Contudo, em meio a pandemia, uma pesquisa da Nielsen Brasil em parceria com o Sindicato Nacional dos Editores de Livros, demonstraram um aumento expressivo nas vendas de livros. Com mais de 3,7 milhões de exemplares comercializados somente em Fevereiro deste ano, esses números reacendem o sonho de uma nação de leitores assíduos.
Em busca de ouvir como andam as vendas de livros em Maceió, a nossa reportagem ouviu o lojista Rendrikson da Conceição Silva, de 34 anos, funcionário do Sebo e Livraria Rei dos Livros.
Em seu relato, o comerciante confirmou ter aumentado o número das vendas de seus livros, contudo esse aumento ocorreu somente nas vendas feitas online, através do site ou WhatsApp.
“A gente tem que se adaptar muito às novas políticas de atendimento de venda também, nós temos que nos adaptar às novas tecnologias para sobreviver, as redes sociais. Tem caído muito as vendas presencialmente, mas as vendas online têm aumentado um pouco mais, as pessoas têm feito muito mais pedidos”, explicou.

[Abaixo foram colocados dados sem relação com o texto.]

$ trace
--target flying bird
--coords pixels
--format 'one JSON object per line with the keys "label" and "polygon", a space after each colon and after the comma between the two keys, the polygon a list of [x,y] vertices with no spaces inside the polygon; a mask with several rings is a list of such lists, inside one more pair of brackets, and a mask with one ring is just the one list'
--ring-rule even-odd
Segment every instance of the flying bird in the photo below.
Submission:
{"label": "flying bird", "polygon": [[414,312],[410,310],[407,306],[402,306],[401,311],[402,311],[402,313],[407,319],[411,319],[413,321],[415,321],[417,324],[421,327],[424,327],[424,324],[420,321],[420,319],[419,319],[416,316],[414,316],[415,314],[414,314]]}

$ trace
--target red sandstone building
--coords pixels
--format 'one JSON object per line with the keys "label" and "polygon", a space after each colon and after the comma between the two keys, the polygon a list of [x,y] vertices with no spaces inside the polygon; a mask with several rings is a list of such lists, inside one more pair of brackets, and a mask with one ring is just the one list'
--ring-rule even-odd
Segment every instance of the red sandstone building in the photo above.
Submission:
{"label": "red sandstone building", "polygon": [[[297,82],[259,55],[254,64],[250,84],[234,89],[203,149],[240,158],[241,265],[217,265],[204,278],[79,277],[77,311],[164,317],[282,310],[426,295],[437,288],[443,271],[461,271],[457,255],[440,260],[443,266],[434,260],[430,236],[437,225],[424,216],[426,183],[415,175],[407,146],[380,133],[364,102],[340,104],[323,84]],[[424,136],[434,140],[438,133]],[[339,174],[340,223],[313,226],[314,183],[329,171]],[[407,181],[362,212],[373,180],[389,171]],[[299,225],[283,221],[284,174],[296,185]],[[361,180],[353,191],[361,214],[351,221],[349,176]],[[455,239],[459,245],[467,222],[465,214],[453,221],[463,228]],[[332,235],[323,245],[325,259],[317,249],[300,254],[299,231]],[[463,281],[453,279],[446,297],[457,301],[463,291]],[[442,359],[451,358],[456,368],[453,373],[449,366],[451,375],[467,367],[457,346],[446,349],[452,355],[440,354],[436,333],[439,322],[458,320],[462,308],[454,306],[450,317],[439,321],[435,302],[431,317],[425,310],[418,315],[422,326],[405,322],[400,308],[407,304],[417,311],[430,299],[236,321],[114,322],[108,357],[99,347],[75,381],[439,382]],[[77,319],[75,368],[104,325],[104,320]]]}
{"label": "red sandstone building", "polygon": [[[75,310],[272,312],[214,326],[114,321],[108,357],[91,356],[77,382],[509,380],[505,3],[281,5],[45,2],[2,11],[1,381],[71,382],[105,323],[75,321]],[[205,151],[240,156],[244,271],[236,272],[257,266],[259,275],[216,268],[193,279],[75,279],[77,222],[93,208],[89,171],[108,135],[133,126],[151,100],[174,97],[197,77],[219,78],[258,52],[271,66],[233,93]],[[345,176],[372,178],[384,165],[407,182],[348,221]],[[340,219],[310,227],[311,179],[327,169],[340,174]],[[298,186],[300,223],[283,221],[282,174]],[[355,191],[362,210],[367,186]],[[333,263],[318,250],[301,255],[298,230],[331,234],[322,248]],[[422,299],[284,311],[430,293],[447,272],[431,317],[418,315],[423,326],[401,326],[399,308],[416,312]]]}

Questionado do motivo pelo qual as vendas presenciais teriam decaído, Rendrikson disse ter havido uma baixa movimentação no Centro da cidade, onde seu sebo está localizado. “Na loja física realmente tem caído muito, considerável em relação ao movimento que temos tido no centro, no comércio”, comentou.
Apesar das dificuldades, a sua livraria tem vendido em média de 20 a 30 exemplares online e de 40 a 50 exemplares vêm sendo comprados mensalmente de maneira presencial. Perguntado sobre quais os gêneros mais buscados pelos leitores, o lojista disse se tratar de livros de autoajuda.
“Mensalmente temos uma loja virtual, vendemos em torno de 20 a 30 exemplares, na loja física varia muito, vendemos em torno de 40 exemplares, 50, depende muito do mês. Porém estamos sempre vendendo, independente do que ocorra no comércio, sempre vende muita auto ajuda, psicologia, literatura estrangeiras e livros da atualidade”, disse.
E os leitores?
Em seu relato, o comerciante Rendrikson informou à reportagem que em sua loja à procura de livros, revistas e gibis tem seus públicos bem definidos. No caso de livros mais tradicionais, o perfil do seu público são professores, historicidades e pessoas de maior idade.
Sabendo disto, nossa reportagem se preocupou em ouvir o relato do estudante de Matemática, Denilson Inácio. Já possuindo experiência profissional e acadêmica na área da educação há alguns anos, o matemático nos contou um pouco mais sobre a sua relação com a literatura.
Questionado se o seu consumo literário estaria aumentando durante a pandemia, Denilson não pensou duas vezes em dar a sua resposta.
“Sim! Principalmente em 2020, que tive muito tempo ocioso, já que quase não tivemos aula e o número de livros que li aumentou. Eu sou muito eclético em relação ao que leio. Comprei desde livro acadêmico a ficção científica”, respondeu.
Com mais de 30 livros comprados neste período de pandemia, o acadêmico disse ter encontrado mais tempo livre para manter o hábito de leitura.
“Antes da pandemia, com a rotina apertada, eu lia pelo menos 14 por ano. Eu sempre gostei de ler. O que a pandemia fez foi aumentar minha quantidade de leitura, já que passo a maior parte do tempo em casa”, explicou.
Além dos benefícios de poder se aprofundar mais em sua área de atuação, Denilson explicou que a leitura teve um papel importante na manutenção de sua saúde mental. “Ler era um momento de esquecer essa loucura que tá sendo a pandemia”, finalizou.